Études sur les approches de la radiothérapie thoracique dans le cancer du poumon
Deux études ont rapporté des résultats sur la radiothérapie thoracique pour le cancer du poumon. La première, un essai de phase III, a montré que l'ajout de radiothérapie à la chimio-immunothérapie n'améliorait pas la survie dans le cancer du poumon à petites cellules à extension extensive, tandis qu'une revue rétrospective a révélé des taux de contrôle local élevés avec une radiothérapie stéréotaxique corporelle (SBRT) en dose unique de 28 Gy.
Deux études séparées sur la radiothérapie thoracique pour le cancer du poumon ont rapporté des résultats, l'une montrant aucun bénéfice de l'ajout de radiothérapie à la chimio-immunothérapie dans le cancer du poumon à petites cellules à extension extensive, tandis qu'une autre revue rétrospective a trouvé des taux de contrôle local élevés avec une radiothérapie stéréotaxique corporelle en dose unique pour les tumeurs pulmonaires.
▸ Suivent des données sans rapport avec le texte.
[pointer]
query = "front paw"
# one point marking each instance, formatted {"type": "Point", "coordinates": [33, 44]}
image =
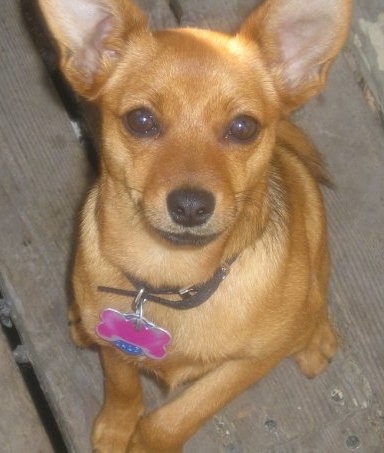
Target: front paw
{"type": "Point", "coordinates": [144, 441]}
{"type": "Point", "coordinates": [111, 432]}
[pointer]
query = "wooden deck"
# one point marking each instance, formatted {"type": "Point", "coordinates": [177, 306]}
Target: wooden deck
{"type": "Point", "coordinates": [44, 173]}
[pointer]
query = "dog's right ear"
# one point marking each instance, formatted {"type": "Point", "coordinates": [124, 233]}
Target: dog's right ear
{"type": "Point", "coordinates": [91, 36]}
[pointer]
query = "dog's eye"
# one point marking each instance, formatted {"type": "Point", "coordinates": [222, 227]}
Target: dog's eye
{"type": "Point", "coordinates": [141, 123]}
{"type": "Point", "coordinates": [243, 128]}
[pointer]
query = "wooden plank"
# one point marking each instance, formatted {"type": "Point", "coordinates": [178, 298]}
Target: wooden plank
{"type": "Point", "coordinates": [366, 44]}
{"type": "Point", "coordinates": [43, 178]}
{"type": "Point", "coordinates": [43, 170]}
{"type": "Point", "coordinates": [159, 13]}
{"type": "Point", "coordinates": [223, 15]}
{"type": "Point", "coordinates": [20, 426]}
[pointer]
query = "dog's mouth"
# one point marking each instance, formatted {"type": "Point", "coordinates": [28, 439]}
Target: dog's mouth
{"type": "Point", "coordinates": [187, 238]}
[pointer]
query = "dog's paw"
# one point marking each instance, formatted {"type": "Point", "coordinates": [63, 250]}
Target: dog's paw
{"type": "Point", "coordinates": [111, 432]}
{"type": "Point", "coordinates": [319, 351]}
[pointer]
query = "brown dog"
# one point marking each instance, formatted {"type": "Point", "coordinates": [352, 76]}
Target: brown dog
{"type": "Point", "coordinates": [204, 185]}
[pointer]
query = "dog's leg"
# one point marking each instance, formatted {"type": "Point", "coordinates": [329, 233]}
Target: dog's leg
{"type": "Point", "coordinates": [170, 426]}
{"type": "Point", "coordinates": [320, 349]}
{"type": "Point", "coordinates": [123, 404]}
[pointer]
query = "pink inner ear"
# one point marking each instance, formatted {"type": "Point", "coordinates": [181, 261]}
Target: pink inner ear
{"type": "Point", "coordinates": [100, 33]}
{"type": "Point", "coordinates": [302, 44]}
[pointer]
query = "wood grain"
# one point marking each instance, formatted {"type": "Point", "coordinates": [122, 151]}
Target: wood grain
{"type": "Point", "coordinates": [43, 177]}
{"type": "Point", "coordinates": [19, 422]}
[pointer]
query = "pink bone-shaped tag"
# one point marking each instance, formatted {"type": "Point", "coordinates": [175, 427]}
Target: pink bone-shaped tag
{"type": "Point", "coordinates": [115, 326]}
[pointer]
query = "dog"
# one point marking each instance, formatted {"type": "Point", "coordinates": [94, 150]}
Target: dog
{"type": "Point", "coordinates": [202, 255]}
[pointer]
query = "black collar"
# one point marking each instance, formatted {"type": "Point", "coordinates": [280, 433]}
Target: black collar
{"type": "Point", "coordinates": [190, 297]}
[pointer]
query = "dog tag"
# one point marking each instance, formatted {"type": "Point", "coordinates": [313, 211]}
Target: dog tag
{"type": "Point", "coordinates": [133, 334]}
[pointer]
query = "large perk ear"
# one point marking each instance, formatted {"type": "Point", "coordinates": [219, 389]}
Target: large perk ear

Un essai de phase III testant si la radiothérapie thoracique pouvait améliorer les résultats chez les patients atteints d'un cancer du poumon à petites cellules à extension extensive a été arrêté prématurément pour manque d'efficacité et préoccupations de sécurité. L'essai a randomisé 228 patients de 20 hôpitaux européens pour recevoir soit une chimio-immunothérapie associée à une radiothérapie thoracique, soit une chimio-immunothérapie seule. Tous les patients ont reçu quatre cycles de carboplatine, étoposide et durvalumab. Dans le groupe radiothérapie thoracique, la radiothérapie a été administrée à raison de 30 Gy en 10 fractions sur les lésions thoraciques. L'âge médian était de 68 ans, avec 50,4 % de femmes et 96,1 % de patients atteints d'une maladie de stade IV.
L'ajout de radiothérapie thoracique n'a pas amélioré la survie globale. La survie globale médiane était de 10,0 mois dans le groupe radiothérapie thoracique contre 11,1 mois dans le groupe chimio-immunothérapie seule. Le rapport de risque instantané était de 1,12, avec un intervalle de confiance à 95 % de 0,82–1,54. La survie sans progression était également inchangée, avec une médiane de 5,1 mois dans les deux groupes. Les taux de réponse globale étaient quasi identiques à 88,5 % et 89,6 %. Les événements indésirables étaient plus fréquents chez les patients ayant reçu une radiothérapie thoracique.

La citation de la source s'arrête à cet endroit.